La scommessa dell’attuale maggioranza non può essere che quella di guadagnare tempo per sgonfiare il centro-destra, ma per l’intanto a preoccuparla è la crisi di sopravvivenza che attanaglia i 5 Stelle, acceleratasi proprio nel passaggio dall’alleanza con la Lega a quella con il Pd. Questo nonostante il Pd si sia completamente adeguato ai voleri dei 5 Stelle, rinnegando le sue posizioni identitarie in tema di riduzione del numero dei parlamentari e di prescrizione.

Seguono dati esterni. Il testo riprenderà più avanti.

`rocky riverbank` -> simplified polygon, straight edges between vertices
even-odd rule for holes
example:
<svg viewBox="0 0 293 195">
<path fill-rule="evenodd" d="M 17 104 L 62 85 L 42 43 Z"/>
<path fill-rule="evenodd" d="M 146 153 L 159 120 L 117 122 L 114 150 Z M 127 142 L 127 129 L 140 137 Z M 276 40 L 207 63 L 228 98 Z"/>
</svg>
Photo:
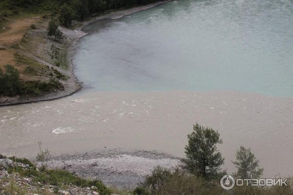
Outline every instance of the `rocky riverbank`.
<svg viewBox="0 0 293 195">
<path fill-rule="evenodd" d="M 155 151 L 118 150 L 103 153 L 63 155 L 48 162 L 51 169 L 62 169 L 84 178 L 100 179 L 107 186 L 133 189 L 143 182 L 154 167 L 174 169 L 180 159 Z"/>
<path fill-rule="evenodd" d="M 65 38 L 60 42 L 54 41 L 46 37 L 47 20 L 41 20 L 40 17 L 33 17 L 29 19 L 29 20 L 26 20 L 27 21 L 29 21 L 30 20 L 31 20 L 34 22 L 38 22 L 39 29 L 37 30 L 30 29 L 28 31 L 23 33 L 24 35 L 23 37 L 25 37 L 24 41 L 23 41 L 23 37 L 21 38 L 21 37 L 19 38 L 19 39 L 14 40 L 13 43 L 13 45 L 16 44 L 17 49 L 15 49 L 15 45 L 13 46 L 13 48 L 10 47 L 12 45 L 6 45 L 5 42 L 0 44 L 0 45 L 5 45 L 5 47 L 2 45 L 0 46 L 4 50 L 6 50 L 5 52 L 20 52 L 21 55 L 33 59 L 41 65 L 54 67 L 67 77 L 67 79 L 60 80 L 60 81 L 64 86 L 63 90 L 58 90 L 53 93 L 41 94 L 38 96 L 17 96 L 13 97 L 0 97 L 0 106 L 53 100 L 70 96 L 79 91 L 82 88 L 82 83 L 78 82 L 77 78 L 74 75 L 74 66 L 72 62 L 72 59 L 74 58 L 75 51 L 78 46 L 77 42 L 79 39 L 87 34 L 81 30 L 83 27 L 91 22 L 97 22 L 105 19 L 117 19 L 135 12 L 150 8 L 168 1 L 162 1 L 128 9 L 113 11 L 82 22 L 74 21 L 73 26 L 76 26 L 74 29 L 60 27 Z M 11 25 L 15 26 L 13 23 Z M 6 32 L 6 33 L 7 34 L 8 32 Z M 22 41 L 25 42 L 25 44 Z M 44 44 L 44 42 L 45 43 Z M 24 46 L 22 45 L 24 45 Z M 52 45 L 57 45 L 57 47 L 63 50 L 65 60 L 67 61 L 66 63 L 68 64 L 67 67 L 63 68 L 63 67 L 57 67 L 55 65 L 54 62 L 52 60 L 53 59 L 51 58 L 52 56 L 50 54 L 50 48 Z M 41 77 L 43 77 L 43 76 Z M 40 78 L 45 79 L 47 78 Z"/>
</svg>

Si dice, si ridice, si batte e si ribatte, da parte della maggioranza che la legislatura durerà fino al suo termine naturale, il 2023, nonostante qualsiasi sconfitta nella sequenza di elezioni regionali, a cominciare da quella dell’Emilia Romagna. Bene, ma niente a proposito della possibile ricaduta di tali sconfitte sulle attuali dirigenze dei 5 Stelle e del Pd, che il perdere più o meno malamente pezzi dello Stivale potrà o meno far fibrillare la stessa maggioranza parlamentare, ma certo farà saltare gli equilibri interni dei partiti al Governo. Si continua a sostenere che il presidente della Repubblica deve prendere atto di qualsiasi maggioranza si formi o si riformi in Parlamento, senza poterne sindacare la omogeneità e la tenuta. Il che non è assolutamente vero, anzi è possibile, con tutto il rispetto dovuto, avanzare riserve circa l’aver licenziato quest’ultima giallo-rossa, improvvisata nell’arco di pochi giorni, mentre quella giallo-verde aveva richiesto tre mesi. Tuttavia c’è in vista per il presidente della Repubblica, un’altra scelta ancor più impegnativa, cioè quella successiva alla conferma referendaria della riduzione del numero dei parlamentari e alla pubblicazione della nuova legge elettorale proporzionale. Permetterà che sopravviva un Parlamento reso del tutto anacronistico, fino a permettergli di eleggere il suo successore o ne proclamerà lo scioglimento? Dalla sua scelta dipenderà il futuro della Repubblica.